Hockey Dad: Boronia

There is nothing more exuberant on this planet than young Australian dudes. Hockey Dad, indeed a couple of teenagers from New South Wales, are what appear to be two skater-surfers who discovered that a simple guitar and drum setup can bring happiness to the masses (or at least the tens who have listened to this record). Granted, every single photo of them seems to contain at least one, if not both, of them flipping the bird in an almost mock-punk posture. But they are far from punk. They are more in the surf pop, fuzzy, sunny laid-back tradition of guys jamming for their friends after a day of shredding the neighbor’s empty pool. You can almost see that burned-out, over-exposed film stock from the 70s showing kids in shorter-than-they-should-be-shorts with their blonde hair whipping around in slow motion as they crest the lip of said pool over and over again. It’s not something that’s necessarily going to drive you to change the world or break furniture or start a riot, but the first half of the album will certainly have you wondering why similar bands like Yuck get notice while Hockey Dad ends up a latter-day Jebediah.
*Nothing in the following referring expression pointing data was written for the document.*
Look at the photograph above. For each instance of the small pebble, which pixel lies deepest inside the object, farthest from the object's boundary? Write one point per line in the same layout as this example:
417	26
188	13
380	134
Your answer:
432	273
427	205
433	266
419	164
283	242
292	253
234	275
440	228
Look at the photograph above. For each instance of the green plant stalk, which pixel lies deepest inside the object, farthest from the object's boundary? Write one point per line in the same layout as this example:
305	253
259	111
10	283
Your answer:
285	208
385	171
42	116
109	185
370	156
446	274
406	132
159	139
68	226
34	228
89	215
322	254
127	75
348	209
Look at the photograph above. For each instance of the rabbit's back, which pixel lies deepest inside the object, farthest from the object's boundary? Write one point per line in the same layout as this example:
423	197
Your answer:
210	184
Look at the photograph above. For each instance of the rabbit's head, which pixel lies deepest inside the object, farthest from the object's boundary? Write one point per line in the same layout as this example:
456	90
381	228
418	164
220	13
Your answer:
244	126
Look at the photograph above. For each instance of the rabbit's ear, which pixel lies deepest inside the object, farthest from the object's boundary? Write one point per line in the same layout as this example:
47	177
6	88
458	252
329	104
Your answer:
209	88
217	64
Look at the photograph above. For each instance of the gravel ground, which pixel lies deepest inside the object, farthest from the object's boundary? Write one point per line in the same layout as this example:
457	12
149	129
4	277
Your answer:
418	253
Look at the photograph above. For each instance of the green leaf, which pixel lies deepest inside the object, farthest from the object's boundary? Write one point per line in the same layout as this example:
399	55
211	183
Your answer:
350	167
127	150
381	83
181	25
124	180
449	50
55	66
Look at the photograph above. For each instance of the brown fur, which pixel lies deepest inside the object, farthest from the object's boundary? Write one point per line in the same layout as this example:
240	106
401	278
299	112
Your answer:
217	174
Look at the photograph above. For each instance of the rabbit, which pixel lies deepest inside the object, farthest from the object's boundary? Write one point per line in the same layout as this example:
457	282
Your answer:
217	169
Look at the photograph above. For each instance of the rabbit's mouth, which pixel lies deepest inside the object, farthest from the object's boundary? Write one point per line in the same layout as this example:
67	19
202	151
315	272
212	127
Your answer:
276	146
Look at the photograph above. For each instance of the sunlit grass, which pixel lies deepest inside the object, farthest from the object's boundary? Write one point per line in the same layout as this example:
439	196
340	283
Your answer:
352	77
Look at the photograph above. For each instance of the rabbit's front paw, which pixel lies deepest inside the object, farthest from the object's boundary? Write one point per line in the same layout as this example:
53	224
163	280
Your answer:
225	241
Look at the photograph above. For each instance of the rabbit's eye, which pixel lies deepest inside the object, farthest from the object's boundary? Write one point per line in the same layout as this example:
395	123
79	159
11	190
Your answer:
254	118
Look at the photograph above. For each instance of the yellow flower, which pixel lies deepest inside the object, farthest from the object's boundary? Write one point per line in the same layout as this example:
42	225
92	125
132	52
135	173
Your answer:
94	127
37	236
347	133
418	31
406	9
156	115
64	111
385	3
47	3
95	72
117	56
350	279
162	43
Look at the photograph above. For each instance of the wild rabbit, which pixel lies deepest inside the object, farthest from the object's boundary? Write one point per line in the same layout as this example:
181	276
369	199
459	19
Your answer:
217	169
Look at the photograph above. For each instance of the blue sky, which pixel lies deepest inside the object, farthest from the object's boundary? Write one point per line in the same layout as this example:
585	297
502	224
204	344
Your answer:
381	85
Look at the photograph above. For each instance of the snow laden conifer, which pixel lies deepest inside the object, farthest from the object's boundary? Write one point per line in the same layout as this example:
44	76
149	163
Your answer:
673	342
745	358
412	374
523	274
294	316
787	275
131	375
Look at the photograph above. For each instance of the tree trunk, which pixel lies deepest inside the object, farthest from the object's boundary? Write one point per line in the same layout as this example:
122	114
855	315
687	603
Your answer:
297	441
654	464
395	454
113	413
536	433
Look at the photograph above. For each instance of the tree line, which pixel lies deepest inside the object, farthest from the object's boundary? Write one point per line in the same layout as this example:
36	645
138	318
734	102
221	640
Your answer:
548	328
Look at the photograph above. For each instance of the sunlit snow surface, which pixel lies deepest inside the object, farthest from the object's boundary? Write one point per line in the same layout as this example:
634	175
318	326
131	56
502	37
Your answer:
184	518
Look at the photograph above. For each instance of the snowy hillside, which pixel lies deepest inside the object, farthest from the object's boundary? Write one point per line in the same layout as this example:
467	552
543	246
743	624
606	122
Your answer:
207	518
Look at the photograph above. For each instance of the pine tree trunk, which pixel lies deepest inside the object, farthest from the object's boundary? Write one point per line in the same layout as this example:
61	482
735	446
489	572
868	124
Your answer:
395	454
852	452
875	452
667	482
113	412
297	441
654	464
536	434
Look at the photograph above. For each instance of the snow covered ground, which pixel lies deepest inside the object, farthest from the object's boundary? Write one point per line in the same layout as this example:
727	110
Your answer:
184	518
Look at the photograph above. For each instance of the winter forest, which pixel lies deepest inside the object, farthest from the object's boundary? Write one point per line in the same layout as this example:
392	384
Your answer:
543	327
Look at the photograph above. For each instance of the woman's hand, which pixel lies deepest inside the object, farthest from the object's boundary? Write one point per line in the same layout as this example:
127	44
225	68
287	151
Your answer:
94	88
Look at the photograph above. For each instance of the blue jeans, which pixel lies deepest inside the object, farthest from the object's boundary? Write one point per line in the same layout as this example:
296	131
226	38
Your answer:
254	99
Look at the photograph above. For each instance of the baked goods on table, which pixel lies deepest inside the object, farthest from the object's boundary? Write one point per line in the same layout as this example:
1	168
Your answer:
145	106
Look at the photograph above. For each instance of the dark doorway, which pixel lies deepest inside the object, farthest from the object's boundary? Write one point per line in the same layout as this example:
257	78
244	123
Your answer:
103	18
The album itself isn’t really breaking any ground per se, and the limitation of a two-piece (and, by the sound  of it, sometimes a three-piece) are limited in terms of the sonic footprint they can lay down, but there’s something familiar, but infectious, about the album that, through the first six tracks, really makes you just want to give the thing a hug. The last few songs are a little less than, but still pretty on point for an album that one could put on repeat and pretty much never grow tired of. I’d hate to call it “pleasant,” because that sounds like a death sentence for an indie pop rock album, but these youngsters have certainly tapped into a vibe that engenders a pretty damn chill vibe that still rocks without being boring, staid or lame. The album certainly isn’t going to set the world on fire, but it makes for a great end-of-the-summer spin before the literal chill moves in.